Rekonstruksi luar adalah rekonstruksi yang dilakukan terhadap dua bahasa kerabat atau lebih untuk menemukan bentuk-bentuk protonya. Rekonstruksi dalam adalah rekonstruksi yang dilakukan dalam satu bahasa untuk mendapatkan bentuk-bentuk tuanya. Rekonstruksi dalam berupa adanya alomorf, netralisasi, reduplikasi, dan adanya bentuk inflasi. Secara deskriptif dijelaskan bahwa bentuk-bentuk itu bervariasi karena lingkungan yang dimasukinya. Berdasarkan prosedur-prosedur tertentu lalu ditetapkan bahwa ada satu morfem untuk masing-masing kelompok variasi bentuk, sedangkan ketiga bentuk dari setiap satuan disebut alomorf. Dalam bahasa Lamalera kata-kata kerja yang berakhir pada vokal /e/ dan /o/ secara deskriptif akan berubah menjadi /i/ dan /u/. Netralisasi, biasanya dikatakan bahwa konsonan /b/, /d/, /g/ secara deskriptif mengalami proses netralisasi pada posisi akhir dan diganti dengan konsonan /p/, /t/, /k/.

Reduplikasi merupakan peristiwa atau gejala lain dalam bahasa yang dapat dipergunakan untuk mengadakan rekonstruksi dalam. Dalam bahasa Melayu (dan Indonesia) reduplikasi ini melemahkan vokal pada suku kat awal menjadi /ә/. Hal ini terjadi sebagai akibat dari tekanan kara yang ditempatkan pada suku kedua dari akhir.
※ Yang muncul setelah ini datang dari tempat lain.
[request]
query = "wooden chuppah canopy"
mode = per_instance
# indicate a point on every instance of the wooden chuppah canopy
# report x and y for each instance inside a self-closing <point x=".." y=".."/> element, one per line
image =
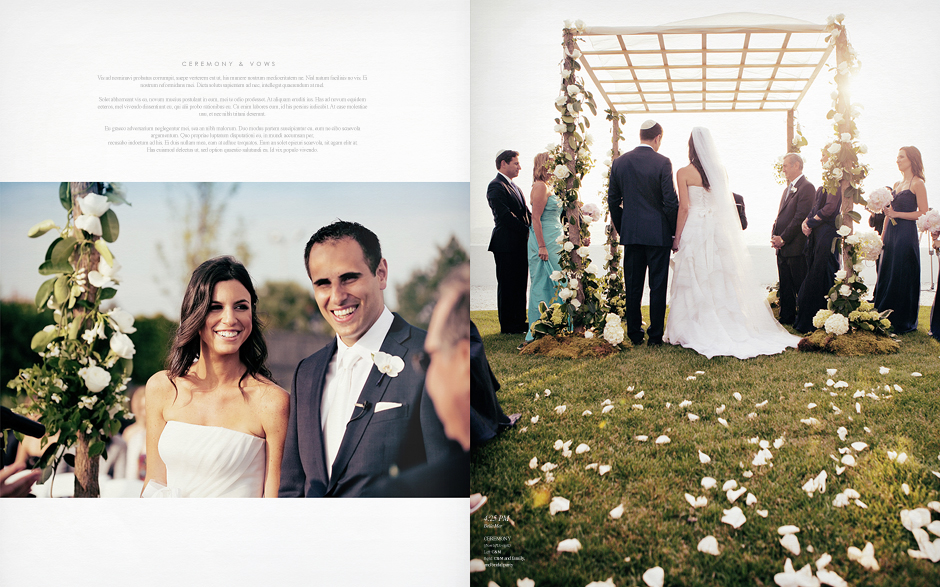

Dengan demikian rekonstruksi untuk kata-kata tersebut adalah: *ta-tangga, *la-lebi *lu-tuhur, dan sebagainya. Jadi vokal mana pun yang muncul, selalu dilemahkan menjadi /ə/. Bentuk infleksi misalnya kata kêruks ‘bentara’ dengan genitif kerūkos, di mana konsonan /k/ tidak mengalami perubahan. Dengan demikian dapat ditetapkan bahwa kata thriks memang berasal dari bentuk *thrikh, yang merupakan perkembangan yang lebih jauh dari kata Proto Indo-Eropa dhrigh-

Rekonstruksi hanya bisa berhasil baik pada unsur-unsur terlepas seperti fonem proto dan morfem proto. Penyelidikan membuktikan bahwa dalam bahasa sanksekerta telah terjadi banyak perubahan. Bahasa Sanksekerta tidak bisa dianggap sebagai pantulan (refleksi) dari bahasa Proto Indo-Eropa. Itulah yang menyebabkan fonem-fonem proto dalam rekonstruksi lebih dekat ke bahasa Sanksekerta. Mengadakan rekonstruksi (fonemis dan morfemis) pada prinsipnya merupakan suatu usaha untuk menelusuri kembali jejak perpisahan.

DAFTAR PUSTAKA

Keraf, Gorys. 1996. Linguistik Bandingan Historis. Jakarta: PT Gramedia Pustaka Utama.